There used to be a "per-part" charge in some materials. Let's try stacking them together and linking them by a sprue, so that they come out as a single part. (The single sprue is too weak for this to be a good design, but it's just for experimentation.)

That worked -- the price for the pair is only \$15.90 (down from \$17.50), or \$7.95 per plane. Not bad, and better than the side-by-side.

Maybe the old trick of linking the two models together with a removable ring will work (like a chain)? In theory, that should make them a "one part model".

Hmm, no. That model costs \$17.50, the same as the product without the chain-link. So the algorithm is either not charging per part or it can't figure out a chain-structure. Or maybe... since the bounding box of the stacked planes is smaller? No, it couldn't be that poorly done. Let's try the same two planes with just more empty space in between.

Sure enough, the price is now \$24.65. What? It's not smart enough to figure out it can pack separate parts into a smaller bounding box? If that's true, it's going to make a big difference to my price based on how I pack separate parts into a bounding box.

What happens if I pack the two planes together into the smallest possible bounding box without them touching?

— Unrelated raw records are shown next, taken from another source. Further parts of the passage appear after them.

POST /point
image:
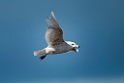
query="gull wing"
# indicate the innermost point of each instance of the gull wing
(54, 34)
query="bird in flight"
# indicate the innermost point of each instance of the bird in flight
(55, 41)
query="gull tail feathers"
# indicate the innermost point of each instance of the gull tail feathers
(52, 20)
(38, 52)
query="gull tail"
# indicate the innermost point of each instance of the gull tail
(51, 20)
(36, 53)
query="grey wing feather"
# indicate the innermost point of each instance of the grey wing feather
(54, 34)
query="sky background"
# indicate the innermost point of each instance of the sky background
(96, 25)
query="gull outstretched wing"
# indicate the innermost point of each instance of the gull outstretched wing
(54, 34)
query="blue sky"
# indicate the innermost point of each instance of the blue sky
(96, 25)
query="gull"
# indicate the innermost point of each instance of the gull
(55, 40)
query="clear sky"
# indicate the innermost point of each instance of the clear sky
(96, 25)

\$15.00! Wow, that's the same price as a single plane. And at \$7.50 per plane, that's not drastically more than the old single-plane price of \$7.06, though it forces the customer to buy two when they may have only wanted one. And the generated model picture is a mess -- it would be hard for a customer to tell what they're looking at.

So the good news is that -- under the new pricing model -- I can continue offering models at a reasonable per-plane price if I want to rework almost every model I offer. (I do not count that as a good use of a weekend.) Plus, communicating that to customers will be a challenge: "with this material, you get two planes; with that material, you get one."

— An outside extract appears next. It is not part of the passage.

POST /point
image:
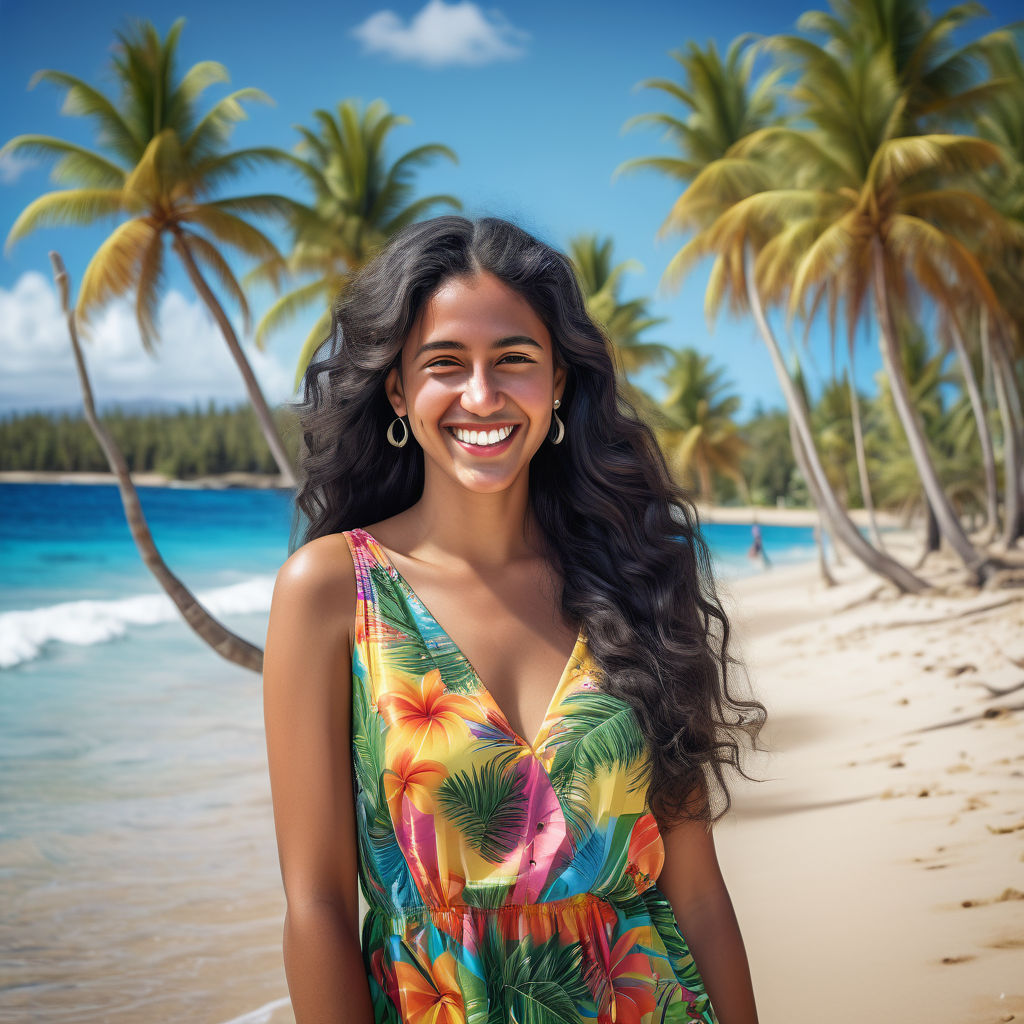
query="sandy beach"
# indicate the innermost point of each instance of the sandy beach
(878, 871)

The fact that the pricing software cannot seem to figure out how to auto-pack multipart models and eliminate white space is hard to understand.

On a side note, the pricing of Fine Detail plastic seems to be directly related to the amount of plastic used, with some extra charge for support material (just like the old days). And the pricing of Professional Plastic is just not worth commenting on -- Shapeways is not pricing that material in a way to encourage sales (IMHO).

I look forward to seeing others' experiments with the new pricing model.

20. ChristianH Well-Known Member
Great writeup reducedAircraft.
Once again it's confirmed that SW lost the ball and that both designers and customers are getting screwed over.

SW, are you even reading this? Caring? Guess not.